Una vez que se ha realizado la sutura al niño, o sea, "se
le han dado puntos", se debe cuidar la herida para favorecer
su curación y evitar su infección.
Conviene mantener en reposo la zona de la herida e intentar evitar
que se moje o se ensucie, por lo que, a veces, la sutura se mantendrá
cubierta durante las primeras 24-48 horas, aunque algunas zonas,
como el cuero cabelludo (la piel de la cabeza con pelo) o en la
cara, no se cubren. Después de este tiempo, podrán
incluso mojarse (ducharse, nadar, etc.).
Puede aplicarse una solución antiséptica (desinfectante)
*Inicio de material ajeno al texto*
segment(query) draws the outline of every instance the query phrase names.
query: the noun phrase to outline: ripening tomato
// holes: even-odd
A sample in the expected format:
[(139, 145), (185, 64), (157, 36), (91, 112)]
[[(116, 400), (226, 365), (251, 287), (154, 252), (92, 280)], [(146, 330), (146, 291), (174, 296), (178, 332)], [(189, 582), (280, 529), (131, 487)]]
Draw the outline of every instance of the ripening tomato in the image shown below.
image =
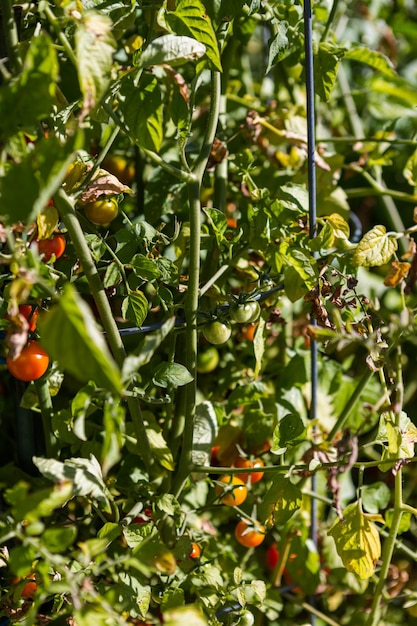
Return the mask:
[(250, 300), (239, 304), (235, 302), (230, 307), (230, 317), (234, 322), (238, 324), (249, 324), (249, 322), (256, 322), (261, 313), (261, 307), (259, 302)]
[(18, 380), (30, 382), (45, 374), (49, 365), (49, 357), (39, 343), (35, 339), (31, 339), (17, 359), (7, 357), (6, 365), (12, 376)]
[[(245, 483), (236, 476), (222, 476), (216, 485), (216, 495), (222, 496), (220, 502), (226, 506), (239, 506), (246, 500), (248, 488)], [(223, 486), (224, 485), (224, 486)]]
[(135, 178), (135, 167), (133, 163), (127, 161), (127, 159), (122, 156), (109, 154), (104, 159), (102, 166), (125, 185), (130, 185)]
[(198, 559), (200, 554), (201, 554), (200, 546), (198, 545), (198, 543), (193, 541), (193, 543), (191, 544), (191, 552), (190, 552), (188, 558), (189, 559)]
[(38, 319), (38, 309), (33, 307), (31, 304), (20, 304), (19, 305), (19, 313), (23, 315), (28, 321), (29, 330), (32, 332), (36, 330), (36, 320)]
[(258, 323), (259, 322), (251, 322), (250, 324), (248, 324), (246, 326), (246, 328), (243, 331), (244, 339), (247, 339), (248, 341), (253, 341), (254, 340), (255, 332), (256, 332), (256, 329), (258, 327)]
[(114, 196), (97, 198), (83, 206), (84, 213), (93, 224), (104, 226), (109, 224), (119, 212), (119, 203)]
[(53, 235), (50, 239), (38, 239), (38, 252), (43, 254), (43, 261), (46, 263), (55, 255), (55, 259), (59, 259), (64, 254), (67, 241), (61, 233)]
[[(254, 459), (253, 461), (251, 461), (250, 459), (245, 459), (242, 456), (240, 456), (235, 461), (235, 467), (241, 467), (242, 469), (246, 467), (263, 467), (263, 466), (264, 466), (264, 462), (262, 461), (262, 459)], [(253, 484), (253, 483), (258, 483), (260, 480), (262, 480), (264, 476), (264, 472), (246, 472), (243, 474), (236, 474), (236, 476), (240, 478), (240, 480), (243, 480), (244, 483), (248, 482), (248, 477), (249, 477), (250, 482)]]
[(259, 522), (240, 520), (235, 528), (235, 537), (245, 548), (256, 548), (265, 539), (265, 527)]
[[(27, 580), (28, 582), (22, 588), (22, 591), (20, 593), (20, 597), (21, 598), (27, 598), (27, 599), (33, 598), (33, 596), (35, 595), (36, 590), (38, 588), (35, 576), (34, 575), (27, 576), (24, 580)], [(19, 578), (18, 576), (16, 576), (12, 580), (12, 583), (14, 585), (17, 585), (20, 582), (21, 582), (21, 578)]]
[(229, 322), (221, 322), (220, 320), (211, 320), (204, 324), (203, 335), (209, 343), (220, 346), (230, 338), (232, 329)]

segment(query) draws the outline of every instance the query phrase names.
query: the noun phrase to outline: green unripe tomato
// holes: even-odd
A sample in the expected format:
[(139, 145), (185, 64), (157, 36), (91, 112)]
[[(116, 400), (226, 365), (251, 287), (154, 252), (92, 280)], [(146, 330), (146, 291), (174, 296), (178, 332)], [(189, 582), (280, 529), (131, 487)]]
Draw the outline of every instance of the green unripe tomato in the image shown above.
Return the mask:
[(214, 346), (209, 346), (198, 353), (197, 372), (199, 374), (209, 374), (213, 372), (219, 364), (219, 353)]
[(249, 302), (243, 302), (242, 304), (235, 303), (230, 307), (230, 317), (234, 322), (238, 324), (249, 324), (250, 322), (256, 322), (261, 314), (261, 307), (259, 302), (251, 300)]
[(232, 328), (228, 322), (212, 320), (203, 326), (203, 336), (209, 343), (220, 346), (230, 338)]

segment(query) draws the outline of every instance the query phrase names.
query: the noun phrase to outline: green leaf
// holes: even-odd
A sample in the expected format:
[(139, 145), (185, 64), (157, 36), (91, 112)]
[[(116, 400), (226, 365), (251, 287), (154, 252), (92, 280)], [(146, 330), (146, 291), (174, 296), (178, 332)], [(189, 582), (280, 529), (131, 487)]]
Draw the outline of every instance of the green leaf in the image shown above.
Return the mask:
[(417, 187), (417, 150), (408, 158), (403, 169), (404, 178), (412, 187)]
[(101, 467), (97, 459), (90, 455), (89, 459), (74, 457), (64, 463), (55, 459), (34, 457), (38, 470), (49, 480), (58, 483), (71, 483), (74, 496), (89, 496), (110, 511), (108, 491)]
[(163, 139), (163, 101), (158, 81), (144, 73), (137, 87), (125, 81), (121, 93), (120, 109), (132, 139), (140, 147), (158, 152)]
[(192, 461), (210, 465), (211, 447), (218, 433), (217, 415), (211, 402), (205, 400), (196, 407), (193, 429)]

sobre la sutura, según la indicación del profesional
que le atienda. Se debe vigilar el aspecto de la herida por si apareciera
líquido, supuración, inflamación o signos de
infección.
Conviene explicar al niño que el procedimiento para la retirada
de los puntos o las grapas es muy simple e indoloro, a diferencia
quizás de la experiencia que pudo haber pasado al colocárselos.
Simplemente, el profesional que atienda al niño procederá
a retirar los hilos de la sutura o las grapas sin daño alguno
para el niño.
Las suturas, una vez que han cumplido su misión de mantener
la herida cerrada para ayudar a la curación, se deben retirar.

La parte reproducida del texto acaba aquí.